Un roi sans divertissement est un homme plein de misères

by linca (antonin POINT lucas AROBASE gmail.com) on Fri Oct 26th, 2007 at 07:28:03 PM EST
[ Parent ]
You are now grasping on a set up number as a last straw in your mental defences, and completely ignore to check what these numbers mean in reality or that you need to make a comparison with the rest of the world, if these numbers are really to say what you want them to say.

At this point all I can do is to repeat what I already have said until it hits home, but my experience is that it's a very frustration experience to do so, and it takes a long time, and most of the time fails, so I'm not gonna waste my time doing that. You'll just have to continue to live with your pre-concieved idea of how the world looks.

by freedomfighter on Sat Oct 27th, 2007 at 05:17:20 AM EST
[ Parent ]
You're repeating yourself and not giving any kind of evidence of what you assert, unlike everybody else on this thread. You are the one with no understanding of reality, or a wish to hide it.

Un roi sans divertissement est un homme plein de misères
by linca (antonin POINT lucas AROBASE gmail.com) on Sat Oct 27th, 2007 at 10:28:29 AM EST
[ Parent ]
I repeat, because you ignored this.
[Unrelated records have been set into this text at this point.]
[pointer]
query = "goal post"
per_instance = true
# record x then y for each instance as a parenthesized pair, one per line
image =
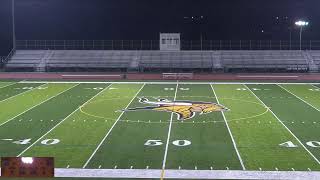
(177, 76)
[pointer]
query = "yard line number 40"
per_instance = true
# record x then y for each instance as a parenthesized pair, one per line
(290, 144)
(179, 143)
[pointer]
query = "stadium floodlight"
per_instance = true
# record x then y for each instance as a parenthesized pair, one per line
(301, 24)
(27, 160)
(13, 25)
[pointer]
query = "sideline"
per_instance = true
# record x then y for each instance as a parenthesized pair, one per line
(185, 174)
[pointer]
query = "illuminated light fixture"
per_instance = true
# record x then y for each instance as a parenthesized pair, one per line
(27, 160)
(301, 24)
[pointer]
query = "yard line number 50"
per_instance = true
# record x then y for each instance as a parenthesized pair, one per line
(179, 143)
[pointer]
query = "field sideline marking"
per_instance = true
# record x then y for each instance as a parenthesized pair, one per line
(61, 121)
(20, 92)
(11, 83)
(183, 174)
(298, 97)
(284, 126)
(114, 124)
(168, 139)
(230, 133)
(34, 105)
(157, 82)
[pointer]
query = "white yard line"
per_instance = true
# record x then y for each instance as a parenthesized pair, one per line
(168, 137)
(284, 125)
(92, 75)
(268, 76)
(230, 133)
(298, 97)
(36, 104)
(155, 82)
(114, 124)
(314, 86)
(184, 174)
(62, 121)
(21, 92)
(11, 83)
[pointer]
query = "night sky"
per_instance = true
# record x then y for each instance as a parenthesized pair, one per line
(144, 19)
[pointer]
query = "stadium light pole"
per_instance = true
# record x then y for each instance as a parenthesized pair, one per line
(13, 25)
(301, 24)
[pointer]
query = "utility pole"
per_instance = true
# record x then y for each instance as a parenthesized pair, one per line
(13, 25)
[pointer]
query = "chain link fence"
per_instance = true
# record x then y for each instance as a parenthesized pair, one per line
(154, 45)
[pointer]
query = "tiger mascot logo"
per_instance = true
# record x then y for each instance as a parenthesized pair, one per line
(184, 109)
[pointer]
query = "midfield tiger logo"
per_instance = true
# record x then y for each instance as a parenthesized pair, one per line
(184, 109)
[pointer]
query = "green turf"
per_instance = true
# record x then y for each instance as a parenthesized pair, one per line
(4, 84)
(86, 127)
(68, 121)
(42, 118)
(128, 138)
(295, 114)
(25, 101)
(12, 90)
(258, 133)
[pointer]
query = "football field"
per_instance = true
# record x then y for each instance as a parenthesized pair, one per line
(163, 125)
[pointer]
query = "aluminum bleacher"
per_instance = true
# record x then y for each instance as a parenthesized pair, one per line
(143, 60)
(288, 60)
(316, 56)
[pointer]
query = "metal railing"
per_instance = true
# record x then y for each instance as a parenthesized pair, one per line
(5, 59)
(154, 45)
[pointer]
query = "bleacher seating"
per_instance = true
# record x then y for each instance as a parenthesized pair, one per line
(316, 57)
(264, 59)
(287, 60)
The case that was presented here was twofold:

   1. That freedom of choice was an argument for keeping the current situation in French pensions.

   2. That if you allow people freedom of choice in pensions, poverty and starving old people  will ensue.

There has been exactly zero evidence to support this. Instead you are digging down the debate into a quagmire by repeatedly asserting statements that have no contact with reality, and using irrelevant statistics in an effort to polish a complete turd of argumentation.

Then claiming that I don't come with evidence is rather absurd.

It is not debate, it's me trying to explain, and you putting your fingers in your ears and loudly repeating random numbers to yourselves to prop up your myths and avoid challenging your basic assumptions. Or foundational myths, as rg calls them. That was a good post, read it:

http://www.eurotrib.com/story/2007/10/21/65910/511

I think the foundational myths here are:

  1. The effects of an action is what you wanted them to be.
  2. Since we are nice persons those that do not agree with us are evil.
  3. Everything that happens happens because somebody decided it should happen.
  4. The bigger the effect, the more powerful the person.

All of these are wrong. But these myths means that all good things that happens happens because somebody good and powerful wanted them to happen, and all bad things happen because somebody bad and powerful wanted them to happen. And with that attitude, all the evils of the world must come from some really powerful place. And the most powerful place is the US government.

Hence, US is evil. Hence, US policy is evil. Hence, the US must be a much worse place to live than most other places.

The rest of the sick and screwed up arguments here, together with the general fear of freedom, can probably be extracted from these basic assumptions.